Photo credits: The Library of Congress
The year 1940 marked a pivotal time in history — for America’s racial politics. A key area of focus was the U.S. National Defense Program.
During World War I (WW1), the U.S. did not over-indulge militarily. It served as a global interventionist power. However, military conflicts increased. Countries overseas were forming alliances based on WW1’s 1933 end result. Inevitably, World War 2 (WW2) began in 1939. America’s global military role shifted — from a novice interventionist to a more aggressive role militarily.
Such a paradigm shift was eventually going to call for increased national defense personnel members. By 1940, this caused labor shortage concerns in the U.S. government’s Defense Department divisions. In August of that same year, the National Defense Advisory Commission (NDAC) released a referendum on labor policy.
The NDAC’s decree took the prohibition of racial discrimination in America’s defense industries to a new level.
According to BlackFacts.com, on October 25, 1940, the delegated Committee on the Participation of Negroes in the National Defense Program held a landmark meeting with U.S. President F.D. Roosevelt. This delegation was organized to forge ahead with a progressive era — concerning blacks and their place within the nation’s defense industries.

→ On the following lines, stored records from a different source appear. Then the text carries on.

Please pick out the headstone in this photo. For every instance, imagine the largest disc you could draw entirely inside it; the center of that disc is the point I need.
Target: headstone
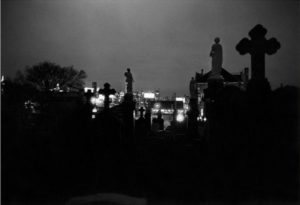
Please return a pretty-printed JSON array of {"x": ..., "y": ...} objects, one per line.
[
  {"x": 193, "y": 92},
  {"x": 142, "y": 110},
  {"x": 106, "y": 91},
  {"x": 141, "y": 126},
  {"x": 129, "y": 81},
  {"x": 94, "y": 85},
  {"x": 148, "y": 119},
  {"x": 193, "y": 114},
  {"x": 216, "y": 54},
  {"x": 128, "y": 107},
  {"x": 257, "y": 47},
  {"x": 215, "y": 80}
]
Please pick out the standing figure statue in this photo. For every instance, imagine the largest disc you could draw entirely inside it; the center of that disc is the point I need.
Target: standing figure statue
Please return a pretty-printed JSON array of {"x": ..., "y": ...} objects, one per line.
[
  {"x": 216, "y": 54},
  {"x": 129, "y": 81}
]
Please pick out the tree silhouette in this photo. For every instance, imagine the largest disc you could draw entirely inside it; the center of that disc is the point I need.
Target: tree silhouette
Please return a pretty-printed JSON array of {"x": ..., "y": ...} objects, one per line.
[{"x": 46, "y": 76}]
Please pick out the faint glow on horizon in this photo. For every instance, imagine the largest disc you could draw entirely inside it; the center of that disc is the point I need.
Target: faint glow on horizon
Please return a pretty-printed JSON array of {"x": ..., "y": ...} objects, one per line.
[
  {"x": 149, "y": 95},
  {"x": 180, "y": 118}
]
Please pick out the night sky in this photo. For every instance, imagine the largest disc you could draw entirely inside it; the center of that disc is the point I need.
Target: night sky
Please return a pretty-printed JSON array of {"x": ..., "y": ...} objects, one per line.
[{"x": 164, "y": 42}]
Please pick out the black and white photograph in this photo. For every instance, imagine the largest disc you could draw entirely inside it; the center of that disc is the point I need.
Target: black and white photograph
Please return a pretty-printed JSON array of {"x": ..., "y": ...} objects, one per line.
[{"x": 150, "y": 102}]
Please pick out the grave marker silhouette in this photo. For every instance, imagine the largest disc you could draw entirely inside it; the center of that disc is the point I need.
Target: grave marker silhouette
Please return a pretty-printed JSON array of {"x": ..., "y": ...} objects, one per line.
[
  {"x": 106, "y": 92},
  {"x": 257, "y": 47},
  {"x": 142, "y": 110}
]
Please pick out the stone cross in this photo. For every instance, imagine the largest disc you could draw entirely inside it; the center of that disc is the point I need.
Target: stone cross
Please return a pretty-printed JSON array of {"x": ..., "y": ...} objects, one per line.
[
  {"x": 106, "y": 92},
  {"x": 142, "y": 110},
  {"x": 257, "y": 47}
]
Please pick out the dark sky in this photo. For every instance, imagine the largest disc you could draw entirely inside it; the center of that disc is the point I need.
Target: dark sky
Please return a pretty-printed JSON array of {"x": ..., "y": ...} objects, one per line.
[{"x": 164, "y": 42}]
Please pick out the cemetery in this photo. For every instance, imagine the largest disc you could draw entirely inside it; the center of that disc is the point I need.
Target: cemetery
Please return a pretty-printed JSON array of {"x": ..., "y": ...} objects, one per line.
[{"x": 237, "y": 141}]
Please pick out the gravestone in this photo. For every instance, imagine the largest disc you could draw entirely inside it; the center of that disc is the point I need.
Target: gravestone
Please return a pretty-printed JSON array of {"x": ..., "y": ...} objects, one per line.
[
  {"x": 128, "y": 106},
  {"x": 257, "y": 47},
  {"x": 148, "y": 119},
  {"x": 193, "y": 114},
  {"x": 141, "y": 126},
  {"x": 142, "y": 110},
  {"x": 106, "y": 91},
  {"x": 129, "y": 81},
  {"x": 193, "y": 91},
  {"x": 216, "y": 54}
]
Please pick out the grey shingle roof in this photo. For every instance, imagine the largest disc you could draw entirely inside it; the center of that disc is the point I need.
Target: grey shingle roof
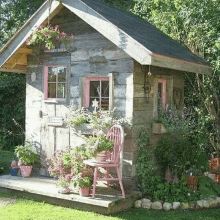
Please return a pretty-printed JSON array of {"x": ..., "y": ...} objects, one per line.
[{"x": 144, "y": 32}]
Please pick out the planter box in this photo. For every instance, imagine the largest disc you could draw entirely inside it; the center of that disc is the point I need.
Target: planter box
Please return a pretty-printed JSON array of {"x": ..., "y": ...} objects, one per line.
[
  {"x": 192, "y": 182},
  {"x": 158, "y": 128},
  {"x": 14, "y": 171},
  {"x": 214, "y": 163}
]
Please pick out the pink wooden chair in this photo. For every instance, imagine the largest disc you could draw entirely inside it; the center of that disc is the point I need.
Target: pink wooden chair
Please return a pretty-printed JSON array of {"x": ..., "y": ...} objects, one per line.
[{"x": 116, "y": 135}]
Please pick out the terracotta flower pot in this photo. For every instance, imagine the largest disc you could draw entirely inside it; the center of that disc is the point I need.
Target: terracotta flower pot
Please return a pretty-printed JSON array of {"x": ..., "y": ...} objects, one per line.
[
  {"x": 84, "y": 191},
  {"x": 26, "y": 171},
  {"x": 102, "y": 156},
  {"x": 192, "y": 182}
]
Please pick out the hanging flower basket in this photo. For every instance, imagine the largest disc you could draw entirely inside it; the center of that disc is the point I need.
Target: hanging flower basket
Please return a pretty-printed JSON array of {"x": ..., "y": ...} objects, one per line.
[
  {"x": 158, "y": 128},
  {"x": 49, "y": 37}
]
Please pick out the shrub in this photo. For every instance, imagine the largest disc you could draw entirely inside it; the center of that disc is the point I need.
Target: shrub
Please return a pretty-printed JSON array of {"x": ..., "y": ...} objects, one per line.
[
  {"x": 27, "y": 154},
  {"x": 179, "y": 154},
  {"x": 207, "y": 187},
  {"x": 68, "y": 163},
  {"x": 147, "y": 180},
  {"x": 100, "y": 143}
]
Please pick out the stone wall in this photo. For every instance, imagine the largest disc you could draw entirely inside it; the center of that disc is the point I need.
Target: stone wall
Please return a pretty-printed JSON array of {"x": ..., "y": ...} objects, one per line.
[
  {"x": 145, "y": 105},
  {"x": 91, "y": 55}
]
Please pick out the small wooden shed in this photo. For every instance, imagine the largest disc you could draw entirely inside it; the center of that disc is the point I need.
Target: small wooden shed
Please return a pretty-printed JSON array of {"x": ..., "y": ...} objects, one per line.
[{"x": 110, "y": 47}]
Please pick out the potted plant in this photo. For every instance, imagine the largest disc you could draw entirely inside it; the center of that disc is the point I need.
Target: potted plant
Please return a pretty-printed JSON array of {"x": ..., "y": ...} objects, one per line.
[
  {"x": 192, "y": 178},
  {"x": 48, "y": 36},
  {"x": 102, "y": 147},
  {"x": 84, "y": 181},
  {"x": 64, "y": 182},
  {"x": 14, "y": 168},
  {"x": 158, "y": 127},
  {"x": 27, "y": 156}
]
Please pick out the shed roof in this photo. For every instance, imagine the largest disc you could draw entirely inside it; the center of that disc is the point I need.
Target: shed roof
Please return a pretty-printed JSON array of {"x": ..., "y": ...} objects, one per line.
[
  {"x": 138, "y": 38},
  {"x": 144, "y": 32}
]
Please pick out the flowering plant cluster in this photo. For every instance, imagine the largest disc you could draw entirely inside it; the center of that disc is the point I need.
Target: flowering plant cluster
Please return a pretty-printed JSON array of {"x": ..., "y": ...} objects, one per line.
[
  {"x": 48, "y": 36},
  {"x": 84, "y": 179},
  {"x": 68, "y": 163}
]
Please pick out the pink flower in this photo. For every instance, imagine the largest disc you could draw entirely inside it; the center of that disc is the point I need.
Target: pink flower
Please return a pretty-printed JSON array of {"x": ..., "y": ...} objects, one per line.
[{"x": 41, "y": 26}]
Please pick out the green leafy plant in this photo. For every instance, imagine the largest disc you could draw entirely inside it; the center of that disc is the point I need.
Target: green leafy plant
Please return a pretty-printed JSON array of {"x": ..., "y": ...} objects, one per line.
[
  {"x": 48, "y": 36},
  {"x": 147, "y": 180},
  {"x": 84, "y": 178},
  {"x": 98, "y": 122},
  {"x": 171, "y": 192},
  {"x": 27, "y": 154},
  {"x": 100, "y": 143},
  {"x": 207, "y": 187}
]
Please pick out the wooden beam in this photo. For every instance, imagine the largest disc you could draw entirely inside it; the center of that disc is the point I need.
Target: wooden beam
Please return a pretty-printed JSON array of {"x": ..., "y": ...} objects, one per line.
[
  {"x": 2, "y": 69},
  {"x": 24, "y": 50},
  {"x": 171, "y": 63},
  {"x": 110, "y": 31},
  {"x": 132, "y": 47}
]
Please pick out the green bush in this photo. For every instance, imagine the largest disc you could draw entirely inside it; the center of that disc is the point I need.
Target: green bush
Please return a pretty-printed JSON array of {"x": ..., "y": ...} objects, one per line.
[
  {"x": 179, "y": 154},
  {"x": 170, "y": 192},
  {"x": 207, "y": 187},
  {"x": 147, "y": 180},
  {"x": 26, "y": 154}
]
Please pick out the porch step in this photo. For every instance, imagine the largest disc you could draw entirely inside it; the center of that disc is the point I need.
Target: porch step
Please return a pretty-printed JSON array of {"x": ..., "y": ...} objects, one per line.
[{"x": 45, "y": 189}]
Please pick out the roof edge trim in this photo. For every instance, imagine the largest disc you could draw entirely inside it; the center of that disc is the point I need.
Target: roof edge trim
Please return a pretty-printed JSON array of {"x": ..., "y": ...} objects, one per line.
[{"x": 182, "y": 65}]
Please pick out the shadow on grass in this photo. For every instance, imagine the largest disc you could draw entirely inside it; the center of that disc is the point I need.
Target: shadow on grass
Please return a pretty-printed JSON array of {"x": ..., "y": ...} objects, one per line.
[{"x": 141, "y": 214}]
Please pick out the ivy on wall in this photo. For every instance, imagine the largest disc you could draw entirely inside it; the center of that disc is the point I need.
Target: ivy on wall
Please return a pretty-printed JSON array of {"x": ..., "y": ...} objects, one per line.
[{"x": 12, "y": 111}]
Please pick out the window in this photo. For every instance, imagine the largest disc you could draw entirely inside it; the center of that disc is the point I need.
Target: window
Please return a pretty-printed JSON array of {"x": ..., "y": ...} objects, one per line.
[
  {"x": 97, "y": 88},
  {"x": 162, "y": 94},
  {"x": 160, "y": 97},
  {"x": 54, "y": 82}
]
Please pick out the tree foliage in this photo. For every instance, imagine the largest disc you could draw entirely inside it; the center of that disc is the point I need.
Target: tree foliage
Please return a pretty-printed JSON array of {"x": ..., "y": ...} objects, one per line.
[
  {"x": 13, "y": 13},
  {"x": 12, "y": 111}
]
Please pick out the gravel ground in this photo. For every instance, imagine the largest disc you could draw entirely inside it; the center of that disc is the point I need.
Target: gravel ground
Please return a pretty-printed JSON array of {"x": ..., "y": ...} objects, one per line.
[{"x": 6, "y": 201}]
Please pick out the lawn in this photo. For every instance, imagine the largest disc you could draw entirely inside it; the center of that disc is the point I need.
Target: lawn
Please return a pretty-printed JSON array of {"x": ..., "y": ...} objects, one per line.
[
  {"x": 5, "y": 160},
  {"x": 25, "y": 209}
]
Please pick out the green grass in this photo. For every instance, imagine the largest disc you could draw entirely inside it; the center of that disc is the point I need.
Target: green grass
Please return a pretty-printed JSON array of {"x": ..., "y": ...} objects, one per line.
[
  {"x": 25, "y": 209},
  {"x": 5, "y": 160}
]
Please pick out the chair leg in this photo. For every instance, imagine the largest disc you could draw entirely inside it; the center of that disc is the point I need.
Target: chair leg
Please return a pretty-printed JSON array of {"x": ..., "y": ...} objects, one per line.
[
  {"x": 120, "y": 182},
  {"x": 108, "y": 182},
  {"x": 94, "y": 181}
]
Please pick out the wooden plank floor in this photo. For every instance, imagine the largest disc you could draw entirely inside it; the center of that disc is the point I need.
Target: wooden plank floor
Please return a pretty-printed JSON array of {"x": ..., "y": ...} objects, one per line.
[{"x": 41, "y": 188}]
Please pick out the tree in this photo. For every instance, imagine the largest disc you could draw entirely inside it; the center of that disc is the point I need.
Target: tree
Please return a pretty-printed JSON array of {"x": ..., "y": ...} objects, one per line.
[
  {"x": 195, "y": 24},
  {"x": 13, "y": 14}
]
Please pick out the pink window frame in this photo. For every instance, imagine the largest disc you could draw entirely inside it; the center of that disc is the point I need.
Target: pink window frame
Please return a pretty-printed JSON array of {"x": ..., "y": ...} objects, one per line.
[
  {"x": 87, "y": 87},
  {"x": 164, "y": 91},
  {"x": 46, "y": 82}
]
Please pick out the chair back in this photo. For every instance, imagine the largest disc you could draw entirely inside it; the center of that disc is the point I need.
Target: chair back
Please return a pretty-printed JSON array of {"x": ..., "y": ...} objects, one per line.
[{"x": 116, "y": 135}]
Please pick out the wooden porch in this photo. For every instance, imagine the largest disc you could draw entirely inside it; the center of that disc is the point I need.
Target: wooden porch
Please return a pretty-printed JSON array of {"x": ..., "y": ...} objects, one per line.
[{"x": 45, "y": 189}]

Also in October 1940, President Roosevelt urgently echoed the NDAC’s sentiment in an address to the U.S. Congress.
After Congress acted legislatively, funding for the implementation of the government’s new defense program-centered race policy was eventually approved. Other discriminatory practices (which were being enforced against blacks in American defense industry settings before 1940) were also eradicated.
Black Americans have always been the backbone of the U.S. military — for its strength in numbers, as well as the enhancers of its frequently referenced firepower.